The future Brussels mayor, Philippe Close, wants to send very clear messages after the tempest that engulfed his town and party. He will only retain mandates linked to the position of mayor. This means he will not take a seat on the Brussels Parliament, for example. He will not be President of the intercommunal body Vivaqua either. The only salary he will get will be the one for being mayor.
“I will reduce my salary by 30 – 40%, a concrete gesture towards my party and citizens to help regain the trust I know has been lost”, he told TV program “A votre avis” (RTBF). “By sending clear messages, I think we can get back out there and win people over again”.
Mr Close is not the first to express a preference for the PS proposition for Brussels after the 2012 elections. Before him there was Faouzia Hariche, Karine Lalieux and Ahmed El Ktibi, as well as Freddy Thielemens and Yvan Mayeur. His choice has not caused any disagreement with his running-mates. “There is no conflict, and no doubt my technical skills helped with that – I was the cabinet director for Mr Thielemans when he was mayor, and I was a councillor. I don’t believe in providential men: managing executive power can only be done with a team and a project”.
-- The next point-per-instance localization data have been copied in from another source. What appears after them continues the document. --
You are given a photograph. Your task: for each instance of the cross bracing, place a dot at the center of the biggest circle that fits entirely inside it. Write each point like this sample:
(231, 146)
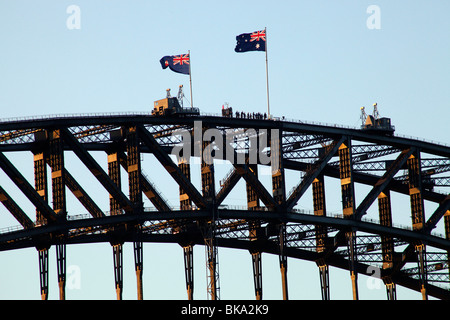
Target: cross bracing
(414, 256)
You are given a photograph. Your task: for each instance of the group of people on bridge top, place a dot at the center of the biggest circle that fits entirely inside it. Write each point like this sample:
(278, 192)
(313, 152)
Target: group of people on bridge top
(228, 112)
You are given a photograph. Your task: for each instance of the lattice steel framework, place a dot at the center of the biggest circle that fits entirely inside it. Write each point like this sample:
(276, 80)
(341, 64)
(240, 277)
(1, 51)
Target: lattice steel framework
(413, 257)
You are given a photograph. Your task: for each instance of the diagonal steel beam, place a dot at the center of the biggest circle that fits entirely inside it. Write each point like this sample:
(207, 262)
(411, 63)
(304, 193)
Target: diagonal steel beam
(26, 188)
(96, 170)
(147, 187)
(147, 138)
(312, 174)
(82, 196)
(15, 210)
(383, 182)
(245, 171)
(228, 183)
(444, 206)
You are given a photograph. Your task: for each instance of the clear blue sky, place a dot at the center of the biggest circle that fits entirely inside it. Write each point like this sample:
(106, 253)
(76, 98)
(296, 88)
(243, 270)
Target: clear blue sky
(324, 64)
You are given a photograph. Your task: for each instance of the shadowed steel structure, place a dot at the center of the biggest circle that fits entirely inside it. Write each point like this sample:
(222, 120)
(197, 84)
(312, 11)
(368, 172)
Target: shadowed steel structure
(412, 257)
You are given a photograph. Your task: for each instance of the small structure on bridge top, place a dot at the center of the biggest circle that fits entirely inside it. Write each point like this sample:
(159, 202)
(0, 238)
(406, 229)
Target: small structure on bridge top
(375, 123)
(173, 106)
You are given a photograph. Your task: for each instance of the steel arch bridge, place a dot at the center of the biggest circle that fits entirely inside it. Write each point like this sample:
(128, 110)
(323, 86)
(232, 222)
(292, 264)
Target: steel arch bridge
(412, 257)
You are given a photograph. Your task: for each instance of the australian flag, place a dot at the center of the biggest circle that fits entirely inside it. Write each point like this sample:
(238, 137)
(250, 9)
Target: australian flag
(178, 63)
(255, 41)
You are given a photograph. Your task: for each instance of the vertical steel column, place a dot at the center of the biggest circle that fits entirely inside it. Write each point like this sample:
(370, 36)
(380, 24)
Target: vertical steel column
(115, 209)
(43, 272)
(318, 188)
(40, 180)
(447, 233)
(114, 174)
(138, 266)
(348, 206)
(118, 269)
(387, 242)
(135, 188)
(56, 161)
(253, 204)
(324, 279)
(418, 214)
(257, 274)
(188, 249)
(188, 253)
(279, 195)
(185, 167)
(61, 266)
(209, 194)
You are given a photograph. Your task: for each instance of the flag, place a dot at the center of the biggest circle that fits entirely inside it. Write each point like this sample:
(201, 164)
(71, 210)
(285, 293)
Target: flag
(178, 63)
(255, 41)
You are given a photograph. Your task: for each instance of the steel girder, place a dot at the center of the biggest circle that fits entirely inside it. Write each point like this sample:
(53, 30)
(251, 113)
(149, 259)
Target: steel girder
(155, 135)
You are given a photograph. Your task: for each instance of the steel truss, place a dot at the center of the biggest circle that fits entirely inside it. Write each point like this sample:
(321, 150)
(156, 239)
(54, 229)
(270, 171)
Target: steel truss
(413, 256)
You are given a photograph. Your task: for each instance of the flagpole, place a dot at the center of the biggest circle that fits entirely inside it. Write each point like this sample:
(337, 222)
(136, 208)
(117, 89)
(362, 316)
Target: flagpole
(267, 77)
(190, 79)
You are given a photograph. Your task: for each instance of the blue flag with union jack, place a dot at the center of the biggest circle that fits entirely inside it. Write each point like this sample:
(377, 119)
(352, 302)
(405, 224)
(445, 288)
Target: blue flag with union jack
(255, 41)
(178, 63)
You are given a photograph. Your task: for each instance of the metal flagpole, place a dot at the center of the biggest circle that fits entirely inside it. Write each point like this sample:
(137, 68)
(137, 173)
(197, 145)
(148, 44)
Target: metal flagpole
(267, 77)
(190, 79)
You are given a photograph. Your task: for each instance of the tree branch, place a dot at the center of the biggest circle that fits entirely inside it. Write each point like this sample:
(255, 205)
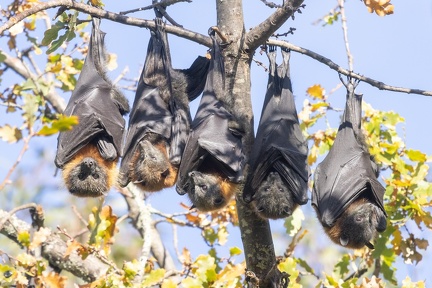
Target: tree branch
(70, 4)
(258, 35)
(54, 249)
(378, 84)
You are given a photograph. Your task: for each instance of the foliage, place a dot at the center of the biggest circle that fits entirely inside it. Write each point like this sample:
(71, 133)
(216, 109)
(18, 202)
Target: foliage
(404, 170)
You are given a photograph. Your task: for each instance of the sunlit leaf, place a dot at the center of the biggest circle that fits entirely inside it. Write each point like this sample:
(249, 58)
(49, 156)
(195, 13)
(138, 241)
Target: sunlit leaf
(316, 91)
(24, 238)
(153, 278)
(10, 134)
(235, 251)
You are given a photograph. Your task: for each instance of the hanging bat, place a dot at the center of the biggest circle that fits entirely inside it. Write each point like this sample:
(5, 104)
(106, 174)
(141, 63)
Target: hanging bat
(213, 159)
(160, 119)
(278, 183)
(88, 154)
(346, 194)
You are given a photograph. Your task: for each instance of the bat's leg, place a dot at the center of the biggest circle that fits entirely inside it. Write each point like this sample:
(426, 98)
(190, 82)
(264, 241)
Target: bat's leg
(88, 174)
(150, 168)
(273, 199)
(358, 225)
(209, 191)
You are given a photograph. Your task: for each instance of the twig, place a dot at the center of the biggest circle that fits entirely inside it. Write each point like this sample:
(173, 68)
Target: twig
(345, 32)
(70, 4)
(221, 35)
(271, 4)
(143, 222)
(12, 169)
(164, 3)
(13, 211)
(378, 84)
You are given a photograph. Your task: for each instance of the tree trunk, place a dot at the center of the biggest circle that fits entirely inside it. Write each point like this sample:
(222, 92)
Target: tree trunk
(256, 234)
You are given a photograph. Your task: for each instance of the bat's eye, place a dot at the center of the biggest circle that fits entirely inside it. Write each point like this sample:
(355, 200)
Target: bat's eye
(218, 201)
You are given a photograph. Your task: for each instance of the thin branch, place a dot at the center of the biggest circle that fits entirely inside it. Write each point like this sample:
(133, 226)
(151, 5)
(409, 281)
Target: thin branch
(164, 3)
(13, 211)
(143, 223)
(375, 83)
(70, 4)
(18, 66)
(345, 32)
(12, 169)
(259, 34)
(54, 249)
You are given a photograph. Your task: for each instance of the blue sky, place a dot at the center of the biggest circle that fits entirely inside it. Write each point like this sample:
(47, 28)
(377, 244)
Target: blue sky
(395, 49)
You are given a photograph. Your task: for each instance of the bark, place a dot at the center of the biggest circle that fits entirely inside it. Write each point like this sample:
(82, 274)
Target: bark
(256, 234)
(54, 249)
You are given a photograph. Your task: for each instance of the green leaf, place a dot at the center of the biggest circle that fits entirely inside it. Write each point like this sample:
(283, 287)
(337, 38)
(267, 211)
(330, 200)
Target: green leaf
(293, 223)
(153, 278)
(30, 107)
(57, 43)
(206, 268)
(235, 251)
(416, 155)
(2, 57)
(64, 123)
(24, 238)
(341, 268)
(51, 34)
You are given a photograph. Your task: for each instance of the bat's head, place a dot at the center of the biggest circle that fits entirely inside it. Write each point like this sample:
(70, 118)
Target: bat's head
(273, 199)
(358, 225)
(88, 174)
(150, 168)
(209, 191)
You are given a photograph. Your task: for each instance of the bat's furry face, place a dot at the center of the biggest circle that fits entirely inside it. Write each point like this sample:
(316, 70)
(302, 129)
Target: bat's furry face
(150, 168)
(358, 225)
(273, 199)
(208, 191)
(88, 174)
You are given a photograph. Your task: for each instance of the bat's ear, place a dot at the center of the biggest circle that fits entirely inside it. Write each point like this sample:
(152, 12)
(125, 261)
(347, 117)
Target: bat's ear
(370, 245)
(382, 223)
(248, 198)
(123, 180)
(343, 241)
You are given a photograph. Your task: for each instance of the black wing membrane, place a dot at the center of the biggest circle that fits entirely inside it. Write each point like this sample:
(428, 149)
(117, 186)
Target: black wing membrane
(347, 171)
(213, 137)
(279, 145)
(98, 105)
(161, 101)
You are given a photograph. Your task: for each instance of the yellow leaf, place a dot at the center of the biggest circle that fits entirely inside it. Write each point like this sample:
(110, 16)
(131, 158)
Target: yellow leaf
(24, 238)
(40, 237)
(168, 283)
(10, 134)
(153, 278)
(54, 280)
(316, 91)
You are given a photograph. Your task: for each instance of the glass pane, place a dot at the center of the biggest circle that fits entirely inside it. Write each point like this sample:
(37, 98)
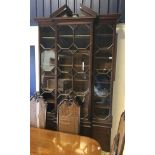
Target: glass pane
(47, 43)
(65, 30)
(101, 113)
(100, 78)
(65, 42)
(104, 29)
(101, 89)
(47, 60)
(103, 54)
(81, 58)
(80, 86)
(65, 72)
(50, 97)
(82, 42)
(103, 65)
(48, 83)
(65, 58)
(104, 41)
(64, 86)
(82, 30)
(102, 100)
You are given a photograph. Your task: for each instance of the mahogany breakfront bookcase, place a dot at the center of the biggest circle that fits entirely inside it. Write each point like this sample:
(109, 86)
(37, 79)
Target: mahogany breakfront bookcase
(77, 58)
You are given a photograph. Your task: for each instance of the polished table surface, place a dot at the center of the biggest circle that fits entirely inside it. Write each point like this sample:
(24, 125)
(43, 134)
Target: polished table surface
(47, 142)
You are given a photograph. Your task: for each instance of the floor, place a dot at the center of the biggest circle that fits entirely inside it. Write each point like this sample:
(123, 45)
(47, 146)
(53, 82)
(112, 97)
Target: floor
(105, 153)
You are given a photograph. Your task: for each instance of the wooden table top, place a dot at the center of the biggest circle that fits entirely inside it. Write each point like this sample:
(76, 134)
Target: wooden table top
(47, 142)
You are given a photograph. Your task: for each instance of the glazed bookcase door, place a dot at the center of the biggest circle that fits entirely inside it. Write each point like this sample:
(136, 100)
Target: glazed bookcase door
(48, 67)
(73, 46)
(103, 66)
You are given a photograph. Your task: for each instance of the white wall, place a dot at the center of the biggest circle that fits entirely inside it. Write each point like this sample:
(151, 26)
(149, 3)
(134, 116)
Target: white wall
(34, 41)
(118, 104)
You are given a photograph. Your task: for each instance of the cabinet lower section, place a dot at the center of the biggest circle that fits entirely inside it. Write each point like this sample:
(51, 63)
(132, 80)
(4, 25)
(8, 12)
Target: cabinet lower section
(101, 133)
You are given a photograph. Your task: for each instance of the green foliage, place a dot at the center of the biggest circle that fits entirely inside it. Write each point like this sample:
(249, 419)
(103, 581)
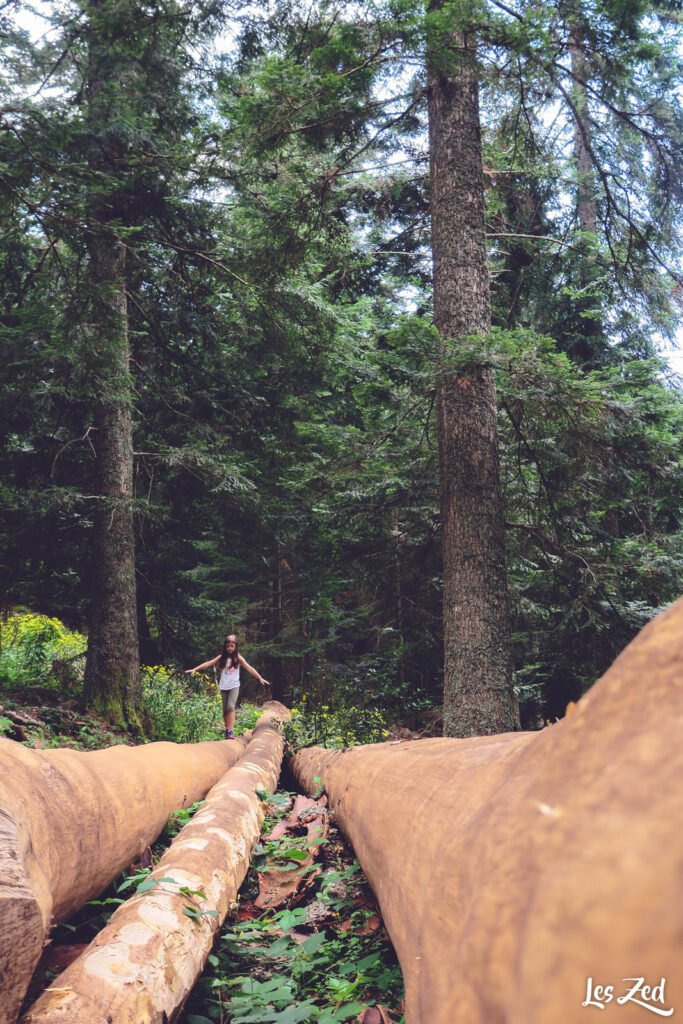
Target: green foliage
(258, 972)
(30, 645)
(178, 712)
(336, 727)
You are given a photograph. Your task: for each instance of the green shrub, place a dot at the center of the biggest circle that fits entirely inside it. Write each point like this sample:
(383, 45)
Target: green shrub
(30, 644)
(343, 726)
(176, 710)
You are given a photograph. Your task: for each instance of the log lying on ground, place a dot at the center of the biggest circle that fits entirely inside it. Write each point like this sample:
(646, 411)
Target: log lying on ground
(512, 868)
(276, 887)
(142, 965)
(71, 821)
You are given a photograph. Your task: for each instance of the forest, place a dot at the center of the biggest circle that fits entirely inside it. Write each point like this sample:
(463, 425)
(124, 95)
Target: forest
(339, 326)
(344, 327)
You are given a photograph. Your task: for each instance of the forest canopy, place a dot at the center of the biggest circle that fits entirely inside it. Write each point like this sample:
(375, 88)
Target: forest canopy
(239, 271)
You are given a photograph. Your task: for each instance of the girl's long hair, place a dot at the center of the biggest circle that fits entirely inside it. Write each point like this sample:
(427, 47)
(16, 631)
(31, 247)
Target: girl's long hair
(235, 660)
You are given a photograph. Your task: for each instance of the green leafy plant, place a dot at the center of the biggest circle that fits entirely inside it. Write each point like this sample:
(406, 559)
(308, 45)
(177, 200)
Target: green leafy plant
(338, 727)
(37, 648)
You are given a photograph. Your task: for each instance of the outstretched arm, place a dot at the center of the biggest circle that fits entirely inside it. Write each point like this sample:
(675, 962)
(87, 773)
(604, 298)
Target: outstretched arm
(205, 665)
(247, 666)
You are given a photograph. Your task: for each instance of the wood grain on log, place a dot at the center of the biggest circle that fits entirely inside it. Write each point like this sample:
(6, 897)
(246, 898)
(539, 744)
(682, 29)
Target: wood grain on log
(512, 868)
(71, 821)
(145, 961)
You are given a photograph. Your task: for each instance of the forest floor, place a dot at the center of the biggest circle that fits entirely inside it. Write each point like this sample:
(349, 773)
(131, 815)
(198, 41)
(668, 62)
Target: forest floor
(323, 954)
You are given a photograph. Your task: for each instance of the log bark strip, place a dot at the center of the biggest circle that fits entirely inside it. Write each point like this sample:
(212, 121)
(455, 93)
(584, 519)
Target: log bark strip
(512, 868)
(145, 961)
(71, 821)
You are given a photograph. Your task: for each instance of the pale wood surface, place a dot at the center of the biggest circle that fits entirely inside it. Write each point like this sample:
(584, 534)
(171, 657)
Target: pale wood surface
(145, 961)
(72, 821)
(511, 868)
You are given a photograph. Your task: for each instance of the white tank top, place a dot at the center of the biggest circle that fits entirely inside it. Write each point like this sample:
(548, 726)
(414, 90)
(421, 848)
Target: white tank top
(229, 678)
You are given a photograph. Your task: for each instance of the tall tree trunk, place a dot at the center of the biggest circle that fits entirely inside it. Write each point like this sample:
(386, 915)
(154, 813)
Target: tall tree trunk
(112, 683)
(588, 217)
(589, 306)
(478, 697)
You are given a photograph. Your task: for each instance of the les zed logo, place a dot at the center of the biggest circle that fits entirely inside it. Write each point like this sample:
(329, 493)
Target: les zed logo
(642, 994)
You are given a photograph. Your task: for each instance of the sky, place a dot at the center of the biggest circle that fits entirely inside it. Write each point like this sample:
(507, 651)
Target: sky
(29, 17)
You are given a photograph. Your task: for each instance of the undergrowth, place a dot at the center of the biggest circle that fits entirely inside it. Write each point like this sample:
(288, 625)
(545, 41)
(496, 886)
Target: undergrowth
(323, 962)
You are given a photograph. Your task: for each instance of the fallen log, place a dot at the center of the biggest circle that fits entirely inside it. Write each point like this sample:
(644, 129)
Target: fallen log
(512, 869)
(71, 821)
(143, 964)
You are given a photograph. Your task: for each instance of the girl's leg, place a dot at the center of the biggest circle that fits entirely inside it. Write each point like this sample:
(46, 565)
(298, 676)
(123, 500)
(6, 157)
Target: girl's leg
(229, 705)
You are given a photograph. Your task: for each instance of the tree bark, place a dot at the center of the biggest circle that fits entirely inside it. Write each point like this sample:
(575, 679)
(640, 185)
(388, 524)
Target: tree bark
(477, 690)
(143, 964)
(70, 822)
(509, 869)
(112, 682)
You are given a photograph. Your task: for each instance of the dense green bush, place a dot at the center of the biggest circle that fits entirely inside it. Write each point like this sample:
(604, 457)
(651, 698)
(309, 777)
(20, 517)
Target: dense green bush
(341, 726)
(34, 647)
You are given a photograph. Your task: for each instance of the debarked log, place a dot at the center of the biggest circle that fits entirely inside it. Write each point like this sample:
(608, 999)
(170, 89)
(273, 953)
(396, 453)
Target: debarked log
(140, 968)
(72, 821)
(525, 878)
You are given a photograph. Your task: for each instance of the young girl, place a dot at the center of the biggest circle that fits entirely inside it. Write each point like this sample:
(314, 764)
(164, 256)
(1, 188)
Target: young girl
(229, 660)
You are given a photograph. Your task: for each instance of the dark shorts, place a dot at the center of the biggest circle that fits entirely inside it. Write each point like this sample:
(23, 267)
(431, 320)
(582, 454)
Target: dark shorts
(229, 698)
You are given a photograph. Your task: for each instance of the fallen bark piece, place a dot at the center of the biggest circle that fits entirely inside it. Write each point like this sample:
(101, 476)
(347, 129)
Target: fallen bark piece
(71, 821)
(511, 869)
(375, 1015)
(276, 887)
(145, 961)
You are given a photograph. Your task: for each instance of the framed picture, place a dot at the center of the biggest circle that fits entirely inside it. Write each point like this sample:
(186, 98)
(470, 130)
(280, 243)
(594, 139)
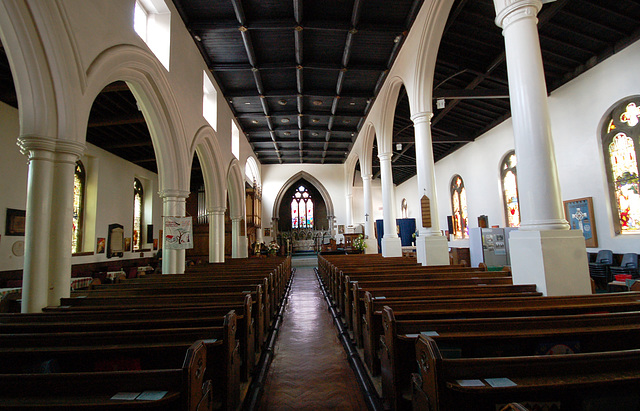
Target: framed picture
(100, 247)
(15, 222)
(579, 214)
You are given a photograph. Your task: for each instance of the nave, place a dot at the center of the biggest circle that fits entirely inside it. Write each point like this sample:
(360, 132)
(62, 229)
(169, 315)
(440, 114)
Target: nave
(310, 369)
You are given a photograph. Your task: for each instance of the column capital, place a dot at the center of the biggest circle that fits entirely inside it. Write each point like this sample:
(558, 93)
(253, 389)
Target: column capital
(509, 11)
(30, 143)
(385, 156)
(215, 210)
(172, 194)
(422, 117)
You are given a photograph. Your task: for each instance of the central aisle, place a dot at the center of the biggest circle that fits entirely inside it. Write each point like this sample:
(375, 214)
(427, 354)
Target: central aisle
(310, 369)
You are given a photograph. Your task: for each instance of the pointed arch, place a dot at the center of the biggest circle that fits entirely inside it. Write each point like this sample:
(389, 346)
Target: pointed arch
(205, 145)
(312, 180)
(145, 76)
(235, 188)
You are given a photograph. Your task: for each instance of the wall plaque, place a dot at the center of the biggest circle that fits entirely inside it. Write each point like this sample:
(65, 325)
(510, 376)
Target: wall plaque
(425, 205)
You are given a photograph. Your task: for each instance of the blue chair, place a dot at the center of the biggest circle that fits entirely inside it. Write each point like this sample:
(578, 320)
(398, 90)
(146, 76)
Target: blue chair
(600, 269)
(629, 265)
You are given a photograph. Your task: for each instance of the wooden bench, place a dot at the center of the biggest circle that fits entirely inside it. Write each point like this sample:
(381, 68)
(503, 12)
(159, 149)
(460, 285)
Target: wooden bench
(425, 309)
(128, 349)
(439, 293)
(499, 336)
(602, 380)
(185, 385)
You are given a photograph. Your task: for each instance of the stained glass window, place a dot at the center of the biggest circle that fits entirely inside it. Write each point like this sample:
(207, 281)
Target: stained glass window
(509, 179)
(138, 202)
(620, 142)
(301, 209)
(459, 206)
(79, 179)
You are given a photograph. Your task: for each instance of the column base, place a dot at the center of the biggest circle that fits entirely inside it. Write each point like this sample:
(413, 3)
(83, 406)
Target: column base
(372, 246)
(556, 261)
(432, 250)
(391, 247)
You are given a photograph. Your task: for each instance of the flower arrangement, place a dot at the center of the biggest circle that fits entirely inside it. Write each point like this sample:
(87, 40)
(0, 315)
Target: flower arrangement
(273, 247)
(358, 243)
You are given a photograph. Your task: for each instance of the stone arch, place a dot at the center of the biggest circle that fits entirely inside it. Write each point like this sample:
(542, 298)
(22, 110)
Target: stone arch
(390, 98)
(206, 147)
(252, 164)
(311, 179)
(30, 70)
(145, 77)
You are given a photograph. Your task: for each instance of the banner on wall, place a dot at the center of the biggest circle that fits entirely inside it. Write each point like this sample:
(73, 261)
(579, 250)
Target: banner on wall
(178, 233)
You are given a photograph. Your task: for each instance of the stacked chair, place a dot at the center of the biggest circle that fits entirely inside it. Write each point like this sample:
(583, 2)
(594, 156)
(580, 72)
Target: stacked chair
(600, 270)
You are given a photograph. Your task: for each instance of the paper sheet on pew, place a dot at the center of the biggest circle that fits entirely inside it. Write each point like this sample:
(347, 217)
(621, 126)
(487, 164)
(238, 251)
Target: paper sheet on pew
(140, 396)
(425, 333)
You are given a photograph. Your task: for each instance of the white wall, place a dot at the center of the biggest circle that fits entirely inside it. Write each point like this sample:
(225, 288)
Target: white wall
(577, 110)
(109, 195)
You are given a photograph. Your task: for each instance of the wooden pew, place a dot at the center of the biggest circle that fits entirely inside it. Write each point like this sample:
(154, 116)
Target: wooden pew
(111, 303)
(499, 336)
(602, 380)
(413, 293)
(486, 307)
(186, 386)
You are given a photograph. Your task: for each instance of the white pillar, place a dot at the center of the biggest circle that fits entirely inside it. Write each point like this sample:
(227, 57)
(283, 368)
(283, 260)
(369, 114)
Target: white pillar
(61, 227)
(236, 241)
(216, 235)
(37, 226)
(349, 209)
(370, 238)
(543, 251)
(391, 245)
(173, 205)
(431, 247)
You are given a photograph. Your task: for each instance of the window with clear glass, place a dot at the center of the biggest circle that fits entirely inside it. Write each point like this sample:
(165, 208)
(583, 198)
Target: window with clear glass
(459, 206)
(301, 209)
(620, 138)
(79, 180)
(509, 178)
(138, 202)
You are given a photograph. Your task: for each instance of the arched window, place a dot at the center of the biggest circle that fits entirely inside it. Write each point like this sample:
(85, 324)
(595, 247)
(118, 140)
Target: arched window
(301, 209)
(79, 180)
(459, 207)
(621, 131)
(509, 179)
(138, 203)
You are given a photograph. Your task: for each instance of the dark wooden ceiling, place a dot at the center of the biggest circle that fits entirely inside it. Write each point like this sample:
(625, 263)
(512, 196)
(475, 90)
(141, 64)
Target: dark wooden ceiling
(301, 75)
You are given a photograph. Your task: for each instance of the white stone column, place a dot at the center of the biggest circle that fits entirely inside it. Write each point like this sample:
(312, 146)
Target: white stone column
(349, 209)
(216, 235)
(391, 244)
(236, 240)
(35, 279)
(431, 246)
(64, 164)
(173, 205)
(370, 238)
(543, 250)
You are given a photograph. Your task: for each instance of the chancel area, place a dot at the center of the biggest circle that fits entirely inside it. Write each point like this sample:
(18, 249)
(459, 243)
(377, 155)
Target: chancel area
(198, 194)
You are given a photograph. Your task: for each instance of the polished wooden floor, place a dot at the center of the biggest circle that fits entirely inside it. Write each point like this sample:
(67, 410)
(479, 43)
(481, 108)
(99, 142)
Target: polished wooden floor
(310, 370)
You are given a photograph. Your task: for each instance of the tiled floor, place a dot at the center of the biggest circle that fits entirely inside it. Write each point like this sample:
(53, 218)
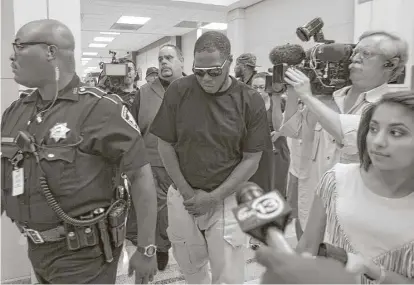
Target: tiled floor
(172, 273)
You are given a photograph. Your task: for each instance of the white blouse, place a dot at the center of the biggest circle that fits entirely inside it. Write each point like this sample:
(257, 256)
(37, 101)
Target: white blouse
(360, 221)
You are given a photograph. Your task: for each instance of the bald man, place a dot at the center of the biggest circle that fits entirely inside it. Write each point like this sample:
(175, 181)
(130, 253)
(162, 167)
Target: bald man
(60, 145)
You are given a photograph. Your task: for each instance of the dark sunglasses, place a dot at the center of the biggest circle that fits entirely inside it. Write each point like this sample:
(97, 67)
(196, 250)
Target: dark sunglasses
(212, 71)
(19, 46)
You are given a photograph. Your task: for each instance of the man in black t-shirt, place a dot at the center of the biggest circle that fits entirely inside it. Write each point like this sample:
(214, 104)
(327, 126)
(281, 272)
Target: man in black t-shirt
(212, 131)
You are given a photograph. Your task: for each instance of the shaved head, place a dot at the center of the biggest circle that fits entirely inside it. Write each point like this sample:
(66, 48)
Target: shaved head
(49, 31)
(40, 48)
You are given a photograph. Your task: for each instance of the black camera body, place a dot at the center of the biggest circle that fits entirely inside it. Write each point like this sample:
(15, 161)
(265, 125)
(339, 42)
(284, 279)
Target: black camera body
(112, 77)
(326, 64)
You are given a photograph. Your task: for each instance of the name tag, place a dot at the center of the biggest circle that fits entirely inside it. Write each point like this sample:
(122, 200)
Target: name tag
(18, 182)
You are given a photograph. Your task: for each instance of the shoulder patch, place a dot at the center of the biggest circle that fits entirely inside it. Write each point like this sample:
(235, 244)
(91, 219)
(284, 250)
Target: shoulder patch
(92, 91)
(26, 93)
(127, 116)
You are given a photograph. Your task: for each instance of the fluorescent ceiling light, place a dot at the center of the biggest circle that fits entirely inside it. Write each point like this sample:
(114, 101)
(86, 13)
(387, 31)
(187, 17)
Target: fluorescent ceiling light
(90, 53)
(210, 2)
(103, 39)
(133, 20)
(215, 26)
(109, 33)
(95, 45)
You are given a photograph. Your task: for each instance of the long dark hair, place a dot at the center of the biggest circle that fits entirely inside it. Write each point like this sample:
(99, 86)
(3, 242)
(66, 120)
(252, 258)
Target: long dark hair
(404, 98)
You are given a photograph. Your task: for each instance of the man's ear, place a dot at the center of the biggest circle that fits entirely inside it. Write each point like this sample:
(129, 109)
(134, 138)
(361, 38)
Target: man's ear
(51, 52)
(392, 63)
(230, 58)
A series of crises within the PS (Publifin, ISPPC and Samusocial) have put the PS and its President under a lot of pressure. Mr Close, who was previously the spokesperson for Elio Di Rupo before joining the Brussels government, still has full confidence in his mentor. “I am a loyal person. I know what I owe Elio Di Rupo, I was his spokesperson. I also know what the party owes him. He has a lot of experience and is one of the most popular figures in Wallonia. He has to hang in there and not abandon ship when it gets rocky”, he said.